Delivering analysis 10 times more precise than ever before
Gunnebo’s log analysis solution may not be fully complete yet, but its benefits are already more than evident.
“To give you an idea, from a typical log that we receive, the majority of its data is completely useless for us,” says Nostdahl. “So to visualize which information is useful for our work is a really tough job for anyone. It’s the kind of task that you do once and never forget it.”
That’s where the greatness of GPT-4 lies. “We can provide it with very little background information and still get great results,” he says. “Compared to what we had before it must have increased the performance and the correct analysis of the logs by 10 times at least.”
He says it’s saved engineers a lot of time too. “Before, an engineer would take at least a couple of hours to analyze log information from our devices,” he comments. “Thanks to GPT-4, that same analysis takes five to ten seconds.”
On the customer side, that means that the devices are easier to monitor, operate and maintain – and therefore better at guaranteeing security.

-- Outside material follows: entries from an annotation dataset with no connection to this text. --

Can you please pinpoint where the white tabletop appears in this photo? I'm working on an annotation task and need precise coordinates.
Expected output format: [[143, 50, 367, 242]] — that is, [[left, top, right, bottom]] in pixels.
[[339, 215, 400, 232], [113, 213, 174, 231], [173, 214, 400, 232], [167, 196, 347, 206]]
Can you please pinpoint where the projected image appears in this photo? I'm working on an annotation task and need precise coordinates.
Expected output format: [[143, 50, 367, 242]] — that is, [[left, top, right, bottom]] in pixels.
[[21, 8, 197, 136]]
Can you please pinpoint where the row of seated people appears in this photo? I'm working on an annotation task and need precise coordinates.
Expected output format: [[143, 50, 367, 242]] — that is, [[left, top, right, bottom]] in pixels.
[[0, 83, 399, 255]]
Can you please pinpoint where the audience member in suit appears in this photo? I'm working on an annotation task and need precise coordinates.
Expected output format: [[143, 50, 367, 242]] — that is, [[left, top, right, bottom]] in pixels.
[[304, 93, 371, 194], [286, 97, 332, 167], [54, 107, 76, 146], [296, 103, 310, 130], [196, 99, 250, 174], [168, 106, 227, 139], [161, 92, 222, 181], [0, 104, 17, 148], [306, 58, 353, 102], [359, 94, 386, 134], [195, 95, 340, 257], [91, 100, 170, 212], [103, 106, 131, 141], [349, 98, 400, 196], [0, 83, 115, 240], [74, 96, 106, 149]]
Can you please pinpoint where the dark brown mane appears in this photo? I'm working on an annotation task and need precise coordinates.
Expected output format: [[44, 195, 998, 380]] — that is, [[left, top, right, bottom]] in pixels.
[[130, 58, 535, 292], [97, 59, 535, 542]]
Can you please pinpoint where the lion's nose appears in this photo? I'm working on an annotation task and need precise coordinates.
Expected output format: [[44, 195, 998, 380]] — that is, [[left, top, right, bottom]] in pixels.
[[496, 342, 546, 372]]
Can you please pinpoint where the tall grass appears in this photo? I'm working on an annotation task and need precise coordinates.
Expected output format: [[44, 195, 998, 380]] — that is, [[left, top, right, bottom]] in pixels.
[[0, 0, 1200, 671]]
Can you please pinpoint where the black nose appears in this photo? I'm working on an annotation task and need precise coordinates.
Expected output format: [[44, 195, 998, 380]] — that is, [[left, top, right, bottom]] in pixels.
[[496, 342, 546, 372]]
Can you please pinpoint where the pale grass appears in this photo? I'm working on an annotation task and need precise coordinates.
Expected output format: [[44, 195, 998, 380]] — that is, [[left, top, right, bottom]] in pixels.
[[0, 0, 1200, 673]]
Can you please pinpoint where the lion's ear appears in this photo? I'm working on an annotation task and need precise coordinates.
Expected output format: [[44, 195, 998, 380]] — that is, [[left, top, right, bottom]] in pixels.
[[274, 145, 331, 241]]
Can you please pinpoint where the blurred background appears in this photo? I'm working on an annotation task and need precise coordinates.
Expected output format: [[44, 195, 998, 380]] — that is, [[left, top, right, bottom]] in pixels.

“Once I gave GPT-4 a log file in German without any context and I asked it to explain what this log file was for,” he says. “In a matter of seconds, it explained to me everything there was to know about it and that I couldn’t understand.
“That’s ultimately the beauty of this model: it’s helping us to protect our customers in a truly concrete and practical way.”
Next steps
This is just the beginning for Gunnebo. “Log analysis is merely the first step for us, our main goal is to have all our products connected to this solution in the future, especially to better meet our customer demands.
“They want to know their health status, the temperature inside, humidity, everything. Data is important for them and it’s therefore important for us. That’s precisely what we’re working on now: gradually making even the most complex ones – like those made of concrete and steel – IoT-enabled.”
To do this, Nostdahl is considering adding even more Azure services to the ones they’re already using, such as Azure Synapse Analytics. And also bring new layers of security thanks to a Zero Trust approach.
He says that changes are planned from a skilling perspective too. Implementing the Azure OpenAI Service and GPT-4 model has improved performance and efficiency for Gunnebo, but it’s also made it realize the need of a new competence within the organization: prompt engineering.
“The truth is that you don’t need to feed a lot of information for GPT-4 to find you a solution,” he continues. “What’s new is rather the quality of prompts and information you feed in the first place.
"That's why we hired our new Prompt Engineer trainee, Bahador Amjadi, whose focus will be solemnly on ensuring GPT-4 receives high-quality prompts and input to further improve log analysis.
"For us, that is a clear sign of where our future is headed: towards more integration with foundation models like GPT-4,” he concludes. “There is no doubt in mind on it. With Microsoft at our side, we know we can do incredible things with it.”
“Before, an engineer would take at least a couple of hours to analyze log information from our devices. Thanks to GPT-4, that same analysis takes five to ten seconds.”